Harm Reduction: Fits - How to Get Them, How to Get Rid of Them
One of the realities facing people who inject drugs is that you need to carry a lot of equipment. For many drug users this poses logistical problems, such as where to get equipment, how to get rid of it and how to manage the law when carrying injecting equipment. The advantages for always having new equipment are well known to many users – prevention of blood-borne viruses, healthy vein care, and so on. However there are also benefits to users for disposing of equipment in a proper way, and with a bit of information users need not fear the law and the police nearly as much as they might think.
Where can I get new fits and injecting equipment?
You can get new fits wherever you see this sign:
At NUAA we have a needle and syringe program (NSP) where you can get free injecting equipment such as fits, barrels, tips, swabs, water, spoons, tourniquets and disposal containers, as well as safer using information and (not to mention condoms and other safe sex goodies).

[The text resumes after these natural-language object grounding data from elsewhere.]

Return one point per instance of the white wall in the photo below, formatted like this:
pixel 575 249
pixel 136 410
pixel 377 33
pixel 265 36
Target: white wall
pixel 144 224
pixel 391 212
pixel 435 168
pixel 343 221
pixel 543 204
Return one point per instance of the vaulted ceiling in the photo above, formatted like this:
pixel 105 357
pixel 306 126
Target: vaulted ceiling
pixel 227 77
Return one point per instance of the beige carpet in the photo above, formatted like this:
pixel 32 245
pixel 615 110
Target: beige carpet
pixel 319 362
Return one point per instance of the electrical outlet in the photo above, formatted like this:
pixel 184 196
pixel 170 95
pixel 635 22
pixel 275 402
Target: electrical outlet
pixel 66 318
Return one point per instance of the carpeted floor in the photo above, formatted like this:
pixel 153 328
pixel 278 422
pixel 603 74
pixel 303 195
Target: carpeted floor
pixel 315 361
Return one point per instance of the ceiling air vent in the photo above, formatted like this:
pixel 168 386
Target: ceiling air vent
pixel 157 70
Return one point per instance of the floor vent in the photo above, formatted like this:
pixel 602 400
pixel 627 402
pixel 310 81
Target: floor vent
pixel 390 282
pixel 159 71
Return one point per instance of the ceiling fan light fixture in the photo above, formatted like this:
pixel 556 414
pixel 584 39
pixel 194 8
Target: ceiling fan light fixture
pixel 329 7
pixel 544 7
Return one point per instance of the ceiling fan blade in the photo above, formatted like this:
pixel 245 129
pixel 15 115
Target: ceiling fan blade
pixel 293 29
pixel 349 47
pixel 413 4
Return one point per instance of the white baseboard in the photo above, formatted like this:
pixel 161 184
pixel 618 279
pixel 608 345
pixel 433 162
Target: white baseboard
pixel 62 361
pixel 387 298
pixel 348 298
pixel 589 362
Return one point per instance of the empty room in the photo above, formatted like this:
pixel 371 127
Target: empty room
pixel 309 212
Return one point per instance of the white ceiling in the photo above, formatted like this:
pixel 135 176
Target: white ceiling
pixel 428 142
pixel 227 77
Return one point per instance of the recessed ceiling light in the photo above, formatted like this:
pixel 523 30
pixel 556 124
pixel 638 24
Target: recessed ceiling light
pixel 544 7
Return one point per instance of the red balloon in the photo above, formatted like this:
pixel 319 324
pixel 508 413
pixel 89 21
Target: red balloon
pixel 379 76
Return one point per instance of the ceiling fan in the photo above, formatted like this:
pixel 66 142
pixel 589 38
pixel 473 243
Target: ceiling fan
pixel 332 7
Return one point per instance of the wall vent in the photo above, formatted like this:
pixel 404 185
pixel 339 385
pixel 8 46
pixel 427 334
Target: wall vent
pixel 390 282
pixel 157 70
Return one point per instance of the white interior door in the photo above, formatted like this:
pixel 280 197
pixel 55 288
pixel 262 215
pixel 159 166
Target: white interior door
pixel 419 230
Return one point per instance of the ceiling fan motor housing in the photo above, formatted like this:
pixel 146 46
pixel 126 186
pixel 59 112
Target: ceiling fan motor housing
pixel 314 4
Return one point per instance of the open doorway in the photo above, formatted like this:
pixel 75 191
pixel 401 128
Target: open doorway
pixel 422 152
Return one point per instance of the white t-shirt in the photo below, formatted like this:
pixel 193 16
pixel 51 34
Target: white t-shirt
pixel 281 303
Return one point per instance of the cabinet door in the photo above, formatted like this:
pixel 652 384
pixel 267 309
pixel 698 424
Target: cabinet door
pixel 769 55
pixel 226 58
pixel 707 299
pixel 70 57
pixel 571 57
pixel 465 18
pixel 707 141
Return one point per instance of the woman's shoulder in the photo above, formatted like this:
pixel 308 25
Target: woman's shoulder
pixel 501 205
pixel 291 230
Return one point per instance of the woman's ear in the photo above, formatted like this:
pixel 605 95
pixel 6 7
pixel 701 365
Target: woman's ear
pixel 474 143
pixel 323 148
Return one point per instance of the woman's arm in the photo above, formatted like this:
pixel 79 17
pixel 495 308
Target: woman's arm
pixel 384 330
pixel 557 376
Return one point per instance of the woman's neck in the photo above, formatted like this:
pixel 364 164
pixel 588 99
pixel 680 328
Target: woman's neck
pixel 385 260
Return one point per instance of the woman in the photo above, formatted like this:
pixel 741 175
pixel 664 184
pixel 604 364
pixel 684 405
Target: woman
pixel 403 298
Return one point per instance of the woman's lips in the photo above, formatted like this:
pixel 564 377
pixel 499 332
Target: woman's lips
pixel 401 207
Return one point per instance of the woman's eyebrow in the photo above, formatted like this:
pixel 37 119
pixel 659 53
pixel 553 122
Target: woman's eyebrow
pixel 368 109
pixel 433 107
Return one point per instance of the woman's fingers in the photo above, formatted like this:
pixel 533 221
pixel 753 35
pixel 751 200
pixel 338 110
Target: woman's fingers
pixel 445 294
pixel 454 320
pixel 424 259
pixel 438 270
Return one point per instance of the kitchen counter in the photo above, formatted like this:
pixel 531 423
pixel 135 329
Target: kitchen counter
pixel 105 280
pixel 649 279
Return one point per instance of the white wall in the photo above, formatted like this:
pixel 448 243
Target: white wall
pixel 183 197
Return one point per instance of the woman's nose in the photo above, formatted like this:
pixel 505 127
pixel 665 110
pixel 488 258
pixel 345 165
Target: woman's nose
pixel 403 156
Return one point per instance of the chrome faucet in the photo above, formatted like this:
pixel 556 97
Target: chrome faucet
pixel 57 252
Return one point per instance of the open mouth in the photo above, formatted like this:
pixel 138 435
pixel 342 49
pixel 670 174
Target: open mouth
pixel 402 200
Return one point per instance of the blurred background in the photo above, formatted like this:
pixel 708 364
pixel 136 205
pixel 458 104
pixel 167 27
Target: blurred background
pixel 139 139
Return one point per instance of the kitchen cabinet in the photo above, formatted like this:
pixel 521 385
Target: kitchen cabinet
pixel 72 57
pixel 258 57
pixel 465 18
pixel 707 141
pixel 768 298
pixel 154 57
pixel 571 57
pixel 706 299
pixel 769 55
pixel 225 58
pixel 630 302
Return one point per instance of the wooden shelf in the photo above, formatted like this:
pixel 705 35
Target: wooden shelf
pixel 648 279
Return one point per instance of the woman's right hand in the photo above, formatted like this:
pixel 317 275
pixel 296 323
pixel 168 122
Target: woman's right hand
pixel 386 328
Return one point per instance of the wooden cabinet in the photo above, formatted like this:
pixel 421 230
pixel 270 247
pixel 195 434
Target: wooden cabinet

There are many more NSPs around NSW. Click here a list of NSPs or call ADIS for you nearest exchange on (02) 9361 8000 or 1800 422 599. Fit-packs are available at some Community health centres, chemists and hospitals. (ADIS also has a list of chemists that provide fits packs.)
Some centres have needle vending machines, which can be accessed at all hours of the day. While some of them dispense fit packs for free, the average cost is around $2 and can be as much as $4. Some chemists also sell swabs, water and spoons.
How should I dispose of my fits?
The best place to dispose of your used fits is at an NSP – that way the fits are destroyed safely. You can put your used fits in a sharps disposal container and return it to your local NSP (some chemists and most hospitals will also accept your used equipment).
Other ways to dispose of used fits
Use the yellow metal fit bins in public toilets.
Some NSPs have a metal fit disposal bin located outside their building – NUAA has one, check it out!
If you can’t get to an NSP or public fit bin, the next best option is to put your used fit in a screw-top plastic container (like an empty drink bottle) and put it in a rubbish bin.
It is not illegal to place used fits in the garbage; however it is our duty at NUAA to encourage users to use other disposal facilities first, such as returning used fits to NSPs, and by using public fit bins.
You should never put your used fits in household recycling bins. It is dangerous for recycling plant workers.
Shitting in your own backyard
Dumping your fits on the ground or leaving them in some other public place can actually increase police activity around your favourite using places. Have you found that special using space, out of rain, wind and sight? By dumping your fits, spoons, swabs, balloons and wrappers it could soon become the copper’s favourite arresting place. Don’t red-light yourself, your friends and your dealers.
Leaving fits, syringe wrappers, spoons, swabs, balloons etc. near your NSP can also make for bad publicity.
Yes, you know that and we know that, but sometimes members of the non-using public get freaked out by seeing anything to do with drugs or injecting. In addition, littering has been uncool ever since Abba said “Keep Australia Beautiful” in the 1970s. Chocolate wrappers, chewing gum, drink cans, syringe wrappers – it’s all litter. Shoot up, then pick up.
But what if the police search me and find my fits?
Users are often worried about carrying their used fits around with them as they are frightened of being searched by the police and being found with evidence.
The best thing is to never admit to using, or that they are your fits. It is not illegal to carry either new or used needles and syringes. (It is illegal to possess injecting equipment with the intention of using illegal drugs. So don’t admit to using!) Technically it is an offence to possess other injecting equipment (spoons, swabs, tourniquets, etc.) but in reality this is never prosecuted.
So if you are asked why you have the equipment on you, you can say you are a concerned citizen transporting needle/syringes to a safe disposal point – your local NSP!
Is it legal to give my friends new fits?
Obviously many users will give their friends and acquaintances new equipment if they have it. This is because they understand that it is far preferable for their friends to use new equipment rather than risk hepatitis C or other infections by using old, used equipment. However, technically this is illegal (although many people think it’s time for this to change - see article on page 31). Only authorised people (such as NSP workers) are legally able to distribute injecting equipment.
The Drug Misuse and Trafficking Act 1985 makes it illegal to supply or possess needles and syringes for the use in the administration of illegal drugs (Section 11), and also aiding and abetting the administration of a prohibited drug (Sections 19 and 20).
Did you know that the police do not deliberately hang around needle exchanges?
Since 1988 is has been police policy to stay away from the areas surrounding NSPs. The policy state that “without restricting their day to day duties and obligations, police should be mindful not to carry out unwarranted patrols in the vicinity of NSPs that might discourage people who inject drugs from attending”.